We get asked by customers all the time — what’s the accuracy of your AI? And we won’t answer it. Because it’s a process. As you’re deploying an algorithm, you use the local dataset to take the base algorithm and train it to perform better for their environment, their workflow and their data.
My warning light to any organization who’s looking for AI tools — if a company says their AI is 99% accurate, it’s probably not true. And it doesn’t actually mean it’s going to help with outcomes. Nutrition labels for AI is a nice-sounding idea, but it’s not how I would make decisions about deploying AI.
I’m sure you can understand, though, why potential clients may want an accuracy rate, especially given the gap in holistic oversight here. There are also really no large-scale studies of these tools — we only know what the companies creating them tell us. And generally companies want to make themselves look good.
The question I usually ask organizations when they ask for that number is, ‘What’s your human performance today?’
Do you know how many people know the answer to that? Very few. Most people are comparing AI performance to a theoretical imagined target versus comparing it to their current performance.
So one thing we do with organizations as we get started is we actually measure their human performance. Because in some places, surprise surprise, the human performance is 50%, 60%, 70% accuracy. So then that becomes the target, rather than this imagined target of 99% accuracy. Let’s see if we can do better than how humans are doing today.
So I think it’s just constantly reminding people and reframing that the benchmark to beat is not perfection. It’s better than what we have today, which in most cases is pretty bad.
How do you build trust, given many stakeholders feel the healthcare industry is moving too quickly to implement AI?
When we deploy we’ll start with a human in the loop. So we have a human check the algorithm’s output. That builds trust.

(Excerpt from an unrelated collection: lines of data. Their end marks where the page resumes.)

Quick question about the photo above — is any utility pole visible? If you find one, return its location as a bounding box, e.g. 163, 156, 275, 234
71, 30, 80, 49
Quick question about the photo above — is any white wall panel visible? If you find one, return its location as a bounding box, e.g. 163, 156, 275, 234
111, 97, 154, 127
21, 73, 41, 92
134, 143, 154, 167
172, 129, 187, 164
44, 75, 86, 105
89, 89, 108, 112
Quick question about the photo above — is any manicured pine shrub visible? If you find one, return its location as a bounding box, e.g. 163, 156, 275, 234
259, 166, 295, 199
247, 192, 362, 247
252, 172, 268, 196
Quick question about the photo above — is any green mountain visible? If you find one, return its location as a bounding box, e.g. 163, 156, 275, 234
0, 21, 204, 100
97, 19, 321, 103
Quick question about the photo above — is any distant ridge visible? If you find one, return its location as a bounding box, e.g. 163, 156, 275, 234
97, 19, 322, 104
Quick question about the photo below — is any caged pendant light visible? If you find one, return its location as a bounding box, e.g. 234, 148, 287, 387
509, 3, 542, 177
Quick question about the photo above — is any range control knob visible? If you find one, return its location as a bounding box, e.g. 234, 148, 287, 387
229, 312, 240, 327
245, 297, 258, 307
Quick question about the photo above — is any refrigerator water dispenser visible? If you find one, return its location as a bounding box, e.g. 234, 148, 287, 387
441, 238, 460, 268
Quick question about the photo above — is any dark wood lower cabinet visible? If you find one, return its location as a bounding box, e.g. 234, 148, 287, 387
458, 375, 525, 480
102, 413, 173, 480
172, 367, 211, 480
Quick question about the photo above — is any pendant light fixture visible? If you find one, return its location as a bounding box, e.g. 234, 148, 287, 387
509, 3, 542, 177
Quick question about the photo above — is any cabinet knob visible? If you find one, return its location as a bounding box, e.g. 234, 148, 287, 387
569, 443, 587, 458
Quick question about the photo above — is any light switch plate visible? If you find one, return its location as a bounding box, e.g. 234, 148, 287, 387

It reduces fear, because often people are afraid that the AI is coming for their job. It also helps us improve model performance. If you have a human in the loop early, you eventually get to a point where people say it’s no longer needed, usually after a few weeks or months.
So rather than setting it up as this war, like ‘is the AI good enough?’ and have it be a binary decision — because I think that’s the trap people fall into — let’s make this a process of earning trust and improving the performance over time.
Everybody’s bringing a sense of skepticism and hesitancy, but AI is going to become more and more normal in daily life. And we’re going to become more comfortable. And inherently, peoples’ guards will come down.